Tiny, born Erin Blackwell, was 14 years old when she met Mark and working as a sex worker to support a fledgling drug addiction. In the circle of street kids she ran with, everyone had a nickname. There were Rat, Lulu, Smurf, Munchkin, and there was Tiny, blessed with her nickname because, in her words, "I was exceptionally small."
Mark directly approached Tiny, hoping to photograph her. Tiny, afraid Mark was the police, screamed and ran away. But eventually Mark tracked Tiny down, visiting her at her mother's house. Thus began a relationship that would extend until Mark's death in 2015. An ongoing exhibition titled " Tiny: Streetwise Revisited " spans the course of Tiny's life, from her time taking dates on the Seattle streets to her life as a middle-age mother of 10.
In her photographs, Mark captures Tiny with unflinching honesty and compassion. Tiny, as a subject, held nothing back. " I’m just drawn to her openness and her ability to tell her story in the most honest way," Mark said. The black-and-white images capture a young woman at once tough and vulnerable, jaded and naive, distressed and optimistic.
Mark's photo essay became the foundation for a documentary, also called "Streetwise," expanding on the lives of these magnetic, down-and-out youths. Her husband, Martin Bell, was the director and Tom Waits scored the Academy Award-nominated film. " When you're making a documentary, what you're looking for are people who, in some way, are stars -- like movie stars," director Bell explained in an ABC News special. "And Tiny was exactly that, she was like a movie star."
"I want to be really rich and live on a farm with a bunch of horses which is my main, best animal and have three yachts or more," Tiny says in the documentary. "And diamonds and jewels and all of that stuff." The looming comfort of fantasy is evident in Mark's photo "Halloween," pictured above, in which Mark dons a dark veil and stylish black gloves. Suddenly, she seems ripped from a high fashion editorial. Mark explained Tiny was dressed as a "Parisian prostitute."
Mark was born March 20, 1940, in Philadelphia. She graduated from the University of Pennsylvania in 1962, with a degree in painting and fine art, and two years later received her master’s degree in photojournalism. After graduation, Mark traveled to Turkey on a Fulbright scholarship, capturing the images that would later constitute her first book, Passport . This is when Mark took the photograph that, in her eyes, solidified her fate as a photographer.
The photo was of a young girl named Emine , posing on the streets of Trabzon in a babydoll dress and white hair bow. There is something disarming about the way she comports herself, a sensual adult in a kid's body, daring the viewer to keep looking. " I don’t like to photograph children as children ," Mark said of the image. "I like to see them as adults, as who they really are. I’m always looking for the side of who they might become."

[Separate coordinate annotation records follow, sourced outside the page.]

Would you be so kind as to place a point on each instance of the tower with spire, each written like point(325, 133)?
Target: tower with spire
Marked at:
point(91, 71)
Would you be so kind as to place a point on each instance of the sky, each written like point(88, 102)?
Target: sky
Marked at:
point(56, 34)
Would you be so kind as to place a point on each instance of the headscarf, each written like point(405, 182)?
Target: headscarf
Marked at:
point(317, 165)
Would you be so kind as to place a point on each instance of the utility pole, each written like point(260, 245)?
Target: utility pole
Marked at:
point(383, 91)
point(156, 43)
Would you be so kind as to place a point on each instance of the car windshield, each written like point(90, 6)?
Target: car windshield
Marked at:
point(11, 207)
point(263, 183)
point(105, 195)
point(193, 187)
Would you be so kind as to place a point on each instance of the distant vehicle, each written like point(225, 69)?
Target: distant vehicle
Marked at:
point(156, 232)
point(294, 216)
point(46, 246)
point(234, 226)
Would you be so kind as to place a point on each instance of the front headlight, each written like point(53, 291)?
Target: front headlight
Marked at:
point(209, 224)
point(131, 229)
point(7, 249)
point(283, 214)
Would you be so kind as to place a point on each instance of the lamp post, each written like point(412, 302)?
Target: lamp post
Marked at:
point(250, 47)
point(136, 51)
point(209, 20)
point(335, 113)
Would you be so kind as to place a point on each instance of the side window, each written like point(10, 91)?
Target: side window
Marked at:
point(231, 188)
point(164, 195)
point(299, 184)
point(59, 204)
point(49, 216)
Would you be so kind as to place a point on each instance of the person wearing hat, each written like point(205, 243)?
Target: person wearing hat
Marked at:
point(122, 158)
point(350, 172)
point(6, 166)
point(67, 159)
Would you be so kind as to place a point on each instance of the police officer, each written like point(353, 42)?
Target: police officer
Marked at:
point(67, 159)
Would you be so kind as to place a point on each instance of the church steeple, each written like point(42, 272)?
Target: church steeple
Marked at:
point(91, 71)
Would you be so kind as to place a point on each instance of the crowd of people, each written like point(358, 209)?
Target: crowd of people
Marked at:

Inspired by photographer Diane Arbus, Mark was drawn to those living on the margins, exploring representations of beauty entirely different from those on magazine covers or most museum walls. " I’m interested in people who haven’t had all the lucky breaks in life ," she told American Suburb. "People who are handicapped emotionally, physically or financially. Much of life is luck. No one can choose whether he’s born into a wealthy, privileged home or born into extreme poverty."
Even when "Streetwise" came to an end, Mark and Tiny never lost touch. For 32 years, Mark continued to photograph Tiny as she had children, fell in love, got clean. At one point, Mark and her husband Bell offered to take Tiny to New York with them under the condition that she attend school, and she turned it down, saying school wasn't for her. " You can try to help , but there’s a line you have to draw about how much you can interfere," Mark explained to Peta Pixel. "It’s how far you can go. Sometimes you think you’re helping and you’re not, but you know you’re there to observe. You’re there to tell a story."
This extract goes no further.